Resistance strains our patience

 
“I felt like I had bugs crawling on the inside of my head”. The highly toxic pills and daily injections that Mary was taking made her vomit, lose her appetite and hallucinate. And it was MSF doctors who were telling her she had to keep on taking them, had to bear all those “side effects” in the hope that she would get well eventually. It took two years. But finally, Mary MARIZANI became the first MSF patient in Zimbabwe to be cured of multidrug resistant tuberculosis. “I had to pass through hell to get to heaven”.

Less than half of patients who are put on these highly complex courses of treatment involving up to 20 pills a day and 8 months of daily injections actually get better. But they will count themselves incredibly fortunate to get the chance of treatment in the first place because only one in five people around the world with the illness do. So Mary’s story from last year is distressingly rare.
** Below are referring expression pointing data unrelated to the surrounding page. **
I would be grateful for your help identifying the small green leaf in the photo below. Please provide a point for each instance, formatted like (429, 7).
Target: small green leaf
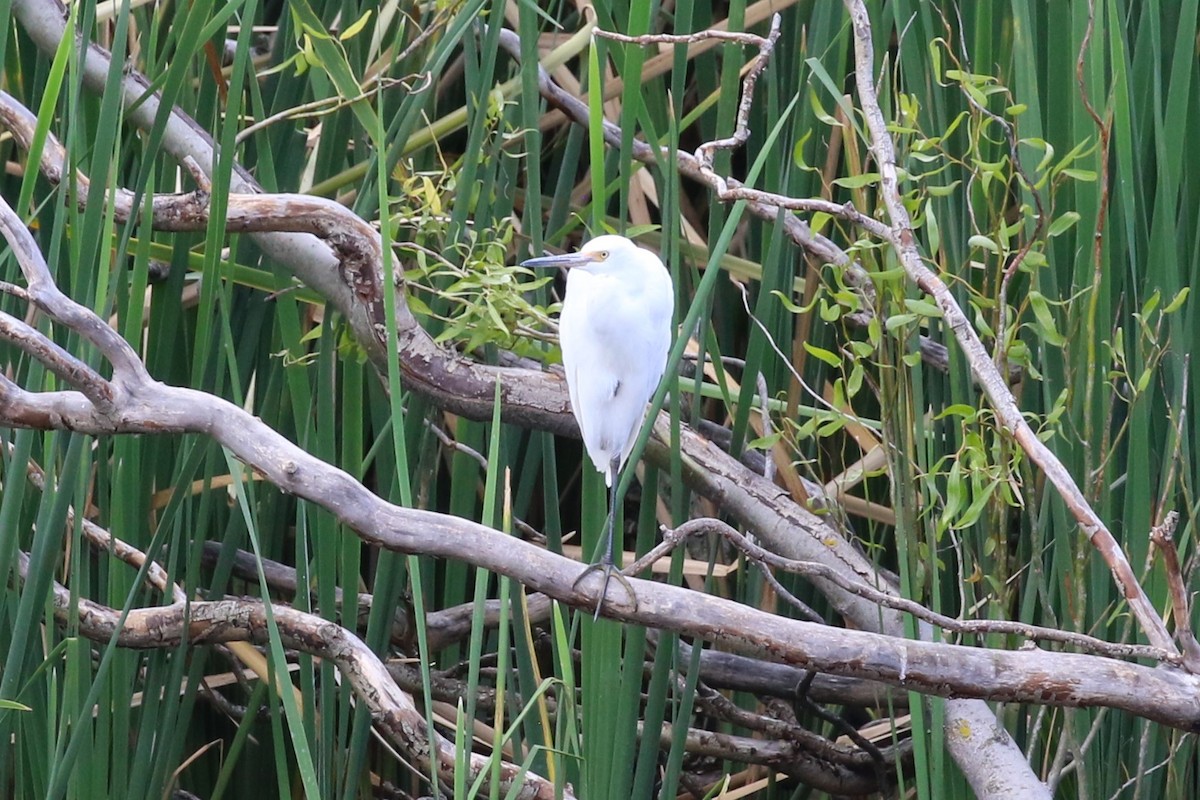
(857, 181)
(359, 24)
(923, 307)
(1045, 319)
(1177, 301)
(983, 242)
(823, 355)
TB is one of the oldest conditions known to man and has various forms of medicine. The ancient Greek ‘father’ of western medicine, Hippocrates, advised his medical students against treating it, because it was almost always deadly, and a dead patient was bad for business. But when antibiotics were discovered in the 20th century, they were hailed as the final death sentence of TB. The prediction was that it would be extinct by 2010.

But of course bacteria are brilliant evolutionary creatures and they soon started to outsmart the weapons used against them. So now the TB organisms have turned the tables and the resistant strains are creating a new emergency with over 600,000 people identified as suffering from this fatal disease.

MSF is on the front line of the war because in many of the places we choose to work, with the poorest people and the least developed health systems, multidrug resistant TB (MDR-TB) is particularly deadly. Diagnosis is difficult, lengthy and expensive. The two year treatment can cost nearly 500 times more than that for standard TB. Where does a country like Myanmar find US$ 6,000 for every new case? And MSF can reach and treat only a tiny fraction of those who need help.

So MSF is focusing on the bigger picture now. At the same time as expanding our treatment programmes, we are trying to stimulate new thinking about research and development of new methods for diagnosis and simpler, shorter, cheaper cures that stand a chance of making a difference in places like Myanmar or Swaziland or India.

Right at the end of last year, the first new drug to become available against TB for 50 years was approved in the US. A second is expected to come on line this year, and others are in the pipeline. They represent an unprecedented opportunity to improve the hit and miss treatment that has existed up to now. More research is urgently needed to find the best combination of pills to suit the needs of patients. It must be shorter, more effective, less toxic, and without injections. Drug manufacturers must make new drugs available for research, and ensure they are affordable. And high burden countries should lay plans to register the drugs and expand current access to care.

Rushing at the world in the other direction are the threats of multiplying numbers of cases, and of drug resistant strains that are increasingly passed from person to person, as opposed to being acquired by developing resistance to a course of the old drugs. So the imperative for urgent, global action on MDR-TB is more and more obvious.

For people like Mary in Zimbabwe, the change can’t come fast enough. While she felt the bugs crawling inside her head, the massive stigma around TB meant that many people gave her up for dead. “Most of my family deserted me for two years while I was on MDR-TB treatment,” Mary recalls. “My own relatives didn’t come to visit me when I was on death’s doorstep. The only family I had left was MSF and my two children.”